In this study, we show that the combination of vitamin D deficiency/insufficiency and increased PTH is an independent predictor of deterioration in insulin sensitivity, β-cell function, and glycemia in a cohort of women in the 1st year postpartum. Notably, vitamin D deficiency/insufficiency with higher PTH conferred an excess risk for future dysglycemia, decreased insulin sensitivity, and poorer β-cell function that exceeded the sum of the individual risks associated with these conditions. While both vitamin D and PTH alone were independently associated with some of the outcomes, only the coupling of vitamin D deficiency/insufficiency with higher PTH was consistently associated with declining insulin sensitivity and β-cell function and rising glycemia over time.

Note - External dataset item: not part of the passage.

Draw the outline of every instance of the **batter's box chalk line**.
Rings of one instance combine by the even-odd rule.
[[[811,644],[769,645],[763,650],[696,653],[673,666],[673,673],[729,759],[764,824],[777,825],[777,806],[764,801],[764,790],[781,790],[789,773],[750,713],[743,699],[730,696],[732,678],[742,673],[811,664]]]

Previous studies have suggested an association of integrated assessment of vitamin D/PTH with glucose metabolism (41,42). Specifically, in a cross-sectional analysis evaluating 15 obese girls and 15 matched control subjects, Stanley et al. (41) demonstrated that the ratio of PTH to vitamin D was associated with insulin sensitivity and hsCRP. These results were confirmed by another study of 133 obese adolescents that showed an association of the PTH–to–vitamin D ratio with presence of metabolic syndrome (42). Our study further extends this concept by demonstrating an interaction between vitamin D deficiency/insufficiency and PTH on longitudinal changes in glucose metabolism in a prospective cohort. This novel analysis has two key implications. First, it supports an effect of vitamin D status on glucose homeostasis by demonstrating an independent association of the PTH–vitamin D axis with the development of hyperglycemia through the worsening of insulin sensitivity and β-cell function. Second and most importantly, these data highlight the need for assessment of the entire PTH–vitamin D axis when studying the effect of vitamin D on glucose metabolism. Specifically, by showing that vitamin D deficiency/insufficiency has a differential association with glucose metabolism and its underlying physiology depending on the concurrent level of PTH, our study suggests a new perspective for future clinical trials of vitamin D supplementation.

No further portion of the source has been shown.